154 * Setting the total elements (xdim+1) times (ydim+1) times (zdim+1) to
155 less than MVL is **perfectly legal**, albeit very obscure. It permits
156 entries to be regularly presented to operands **more than once**, thus
157 allowing the same underlying registers to act as an accumulator of
158 multiple vector or matrix operations, for example.
159
160 Clearly here some considerable care needs to be taken as the remapping
161 could hypothetically create arithmetic operations that target the
162 exact same underlying registers, resulting in data corruption due to
163 pipeline overlaps. Out-of-order / Superscalar micro-architectures with
164 register-renaming will have an easier time dealing with this than
165 DSP-style SIMD micro-architectures.
166
167 # 4x4 Matrix to vec4 Multiply Example
168
169 The following settings will allow a 4x4 matrix (starting at f8), expressed as a sequence of 16 numbers first by row then by column, to be multiplied by a vector of length 4 (starting at f0), using a single FMAC instruction.
170
171 * SHAPE0: xdim=4, ydim=4, permute=yx, applied to f0
172 * SHAPE1: xdim=4, ydim=1, permute=xy, applied to f4
173 * VL=16, f4=vec, f0=vec, f8=vec
174 * FMAC f4, f0, f8, f4
175
176 The permutation on SHAPE0 will use f0 as a vec4 source. On the first four iterations through the hardware loop, the REMAPed index will not increment. On the second four, the index will increase by one. Likewise on each subsequent group of four.
177
178 The permutation on SHAPE1 will increment f4 continuously cycling through f4-f7 every four iterations of the hardware loop.
179
180 At the same time, VL will, because there is no SHAPE on f8, increment straight sequentially through the 16 values f8-f23 in the Matrix.
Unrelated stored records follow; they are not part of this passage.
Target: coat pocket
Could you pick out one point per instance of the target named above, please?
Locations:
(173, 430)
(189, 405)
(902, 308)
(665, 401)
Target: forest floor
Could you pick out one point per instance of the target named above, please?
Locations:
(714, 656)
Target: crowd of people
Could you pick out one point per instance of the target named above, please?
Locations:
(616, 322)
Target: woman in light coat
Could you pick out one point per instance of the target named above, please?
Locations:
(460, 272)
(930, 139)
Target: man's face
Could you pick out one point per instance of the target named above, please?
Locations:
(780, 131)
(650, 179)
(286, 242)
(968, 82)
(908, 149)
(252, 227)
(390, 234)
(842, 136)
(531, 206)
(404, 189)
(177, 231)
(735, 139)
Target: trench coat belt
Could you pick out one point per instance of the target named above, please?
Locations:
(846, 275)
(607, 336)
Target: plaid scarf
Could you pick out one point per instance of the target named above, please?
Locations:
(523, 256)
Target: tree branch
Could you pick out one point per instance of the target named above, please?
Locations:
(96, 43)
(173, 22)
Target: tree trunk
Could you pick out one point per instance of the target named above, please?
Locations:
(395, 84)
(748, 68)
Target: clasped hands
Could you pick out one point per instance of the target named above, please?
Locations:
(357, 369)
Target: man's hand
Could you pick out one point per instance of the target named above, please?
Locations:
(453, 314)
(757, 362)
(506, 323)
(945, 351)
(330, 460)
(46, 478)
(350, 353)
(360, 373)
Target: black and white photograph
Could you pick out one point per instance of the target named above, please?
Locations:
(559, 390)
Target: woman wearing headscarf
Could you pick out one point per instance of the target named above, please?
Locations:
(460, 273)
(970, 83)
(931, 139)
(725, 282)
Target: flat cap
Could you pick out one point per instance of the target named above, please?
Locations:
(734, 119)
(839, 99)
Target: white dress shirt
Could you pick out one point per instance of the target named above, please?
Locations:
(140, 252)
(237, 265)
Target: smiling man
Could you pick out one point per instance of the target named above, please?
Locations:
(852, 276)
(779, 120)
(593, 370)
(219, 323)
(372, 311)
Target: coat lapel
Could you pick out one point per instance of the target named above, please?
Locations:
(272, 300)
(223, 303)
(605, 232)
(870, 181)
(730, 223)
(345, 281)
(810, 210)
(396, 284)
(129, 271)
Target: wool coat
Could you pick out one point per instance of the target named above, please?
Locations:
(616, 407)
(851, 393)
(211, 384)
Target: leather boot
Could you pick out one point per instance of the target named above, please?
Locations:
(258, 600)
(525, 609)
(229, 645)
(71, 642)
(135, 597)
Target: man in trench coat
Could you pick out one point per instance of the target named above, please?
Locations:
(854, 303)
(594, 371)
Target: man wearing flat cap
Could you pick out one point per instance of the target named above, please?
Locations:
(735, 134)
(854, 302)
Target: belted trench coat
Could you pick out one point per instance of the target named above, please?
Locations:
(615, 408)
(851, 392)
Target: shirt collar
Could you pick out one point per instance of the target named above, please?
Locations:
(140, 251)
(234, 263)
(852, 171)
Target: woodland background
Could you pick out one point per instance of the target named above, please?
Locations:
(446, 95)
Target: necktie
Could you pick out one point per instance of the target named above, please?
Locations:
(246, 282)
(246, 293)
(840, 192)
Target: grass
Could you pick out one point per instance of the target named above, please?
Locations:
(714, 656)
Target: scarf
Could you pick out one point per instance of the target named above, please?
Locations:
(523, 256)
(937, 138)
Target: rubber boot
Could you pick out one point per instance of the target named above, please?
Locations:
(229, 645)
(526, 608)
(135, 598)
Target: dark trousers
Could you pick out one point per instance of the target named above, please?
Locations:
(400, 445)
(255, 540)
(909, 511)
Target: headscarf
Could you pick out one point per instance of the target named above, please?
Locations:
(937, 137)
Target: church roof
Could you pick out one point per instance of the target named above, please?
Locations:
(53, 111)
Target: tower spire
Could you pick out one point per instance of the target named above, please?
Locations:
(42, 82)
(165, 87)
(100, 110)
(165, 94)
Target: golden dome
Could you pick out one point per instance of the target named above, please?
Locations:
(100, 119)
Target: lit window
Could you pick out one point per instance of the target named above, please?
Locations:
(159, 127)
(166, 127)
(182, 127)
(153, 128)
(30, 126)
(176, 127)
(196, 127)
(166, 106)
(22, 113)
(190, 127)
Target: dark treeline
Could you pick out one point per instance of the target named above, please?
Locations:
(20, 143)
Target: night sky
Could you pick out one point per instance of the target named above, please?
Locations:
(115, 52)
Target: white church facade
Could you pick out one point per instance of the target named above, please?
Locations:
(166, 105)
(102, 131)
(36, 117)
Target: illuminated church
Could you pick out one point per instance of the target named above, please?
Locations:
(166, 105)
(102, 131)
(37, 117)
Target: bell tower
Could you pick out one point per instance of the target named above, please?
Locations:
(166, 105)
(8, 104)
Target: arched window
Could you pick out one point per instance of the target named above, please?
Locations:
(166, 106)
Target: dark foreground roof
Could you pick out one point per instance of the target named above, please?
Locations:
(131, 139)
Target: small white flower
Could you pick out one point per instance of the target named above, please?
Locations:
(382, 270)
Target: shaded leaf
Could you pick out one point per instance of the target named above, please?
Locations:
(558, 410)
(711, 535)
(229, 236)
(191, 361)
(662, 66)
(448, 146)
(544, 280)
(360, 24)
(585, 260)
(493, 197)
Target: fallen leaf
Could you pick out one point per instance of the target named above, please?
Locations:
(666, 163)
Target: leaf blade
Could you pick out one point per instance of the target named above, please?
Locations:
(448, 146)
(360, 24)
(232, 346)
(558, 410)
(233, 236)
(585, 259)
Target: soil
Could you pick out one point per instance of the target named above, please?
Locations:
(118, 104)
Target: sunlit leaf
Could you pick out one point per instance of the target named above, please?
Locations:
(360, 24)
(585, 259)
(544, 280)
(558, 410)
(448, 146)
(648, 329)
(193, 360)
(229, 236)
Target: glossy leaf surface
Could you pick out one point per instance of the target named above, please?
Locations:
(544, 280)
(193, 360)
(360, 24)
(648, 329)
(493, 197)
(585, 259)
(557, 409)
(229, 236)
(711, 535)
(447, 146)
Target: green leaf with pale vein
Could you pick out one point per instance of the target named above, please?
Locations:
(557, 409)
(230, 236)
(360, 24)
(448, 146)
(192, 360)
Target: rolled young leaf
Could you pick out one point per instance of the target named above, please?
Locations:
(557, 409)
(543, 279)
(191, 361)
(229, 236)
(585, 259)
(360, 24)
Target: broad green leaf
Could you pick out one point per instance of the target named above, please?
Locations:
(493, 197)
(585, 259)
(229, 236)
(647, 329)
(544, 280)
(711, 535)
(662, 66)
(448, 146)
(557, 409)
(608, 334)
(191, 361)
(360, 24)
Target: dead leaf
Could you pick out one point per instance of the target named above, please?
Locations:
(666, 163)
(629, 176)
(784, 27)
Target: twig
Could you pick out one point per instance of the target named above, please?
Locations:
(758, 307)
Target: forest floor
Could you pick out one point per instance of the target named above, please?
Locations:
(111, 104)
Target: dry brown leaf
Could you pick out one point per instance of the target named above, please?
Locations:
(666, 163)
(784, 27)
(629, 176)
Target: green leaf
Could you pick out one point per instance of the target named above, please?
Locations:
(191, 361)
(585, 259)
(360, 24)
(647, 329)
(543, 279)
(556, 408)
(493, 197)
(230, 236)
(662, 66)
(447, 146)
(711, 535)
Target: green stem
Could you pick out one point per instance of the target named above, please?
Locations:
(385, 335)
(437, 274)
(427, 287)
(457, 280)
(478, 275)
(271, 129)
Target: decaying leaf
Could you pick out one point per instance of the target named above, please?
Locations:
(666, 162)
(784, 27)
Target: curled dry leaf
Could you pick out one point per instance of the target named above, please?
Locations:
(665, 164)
The equivalent sequence thus is issued:
181
182 fmac f4, f0, f8, f4
183 fmac f5, f0, f9, f5
184 fmac f6, f0, f10, f6
185 fmac f7, f0, f11, f7
186 fmac f4, f1, f12, f4
187 fmac f5, f1, f13, f5
188 fmac f6, f1, f14, f6
189 fmac f7, f1, f15, f7
190 fmac f4, f2, f16, f4
191 fmac f5, f2, f17, f5
192 fmac f6, f2, f18, f6
193 fmac f7, f2, f19, f7
194 fmac f4, f3, f20, f4
195 fmac f5, f3, f21, f5
196 fmac f6, f3, f22, f6
197 fmac f7, f3, f23, f7
198
199 The only other instruction required is to ensure that f4-f7 are initialised (usually to zero).
200
201 It should be clear that a 4x4 by 4x4 Matrix Multiply, being effectively the same technique applied to four independent vectors, can be done by setting VL=64, using an extra dimension on the SHAPE CSRs and applying a rotating SHAPE CSR to f8 in order to get it to apply four times to compute the four columns worth of vectors.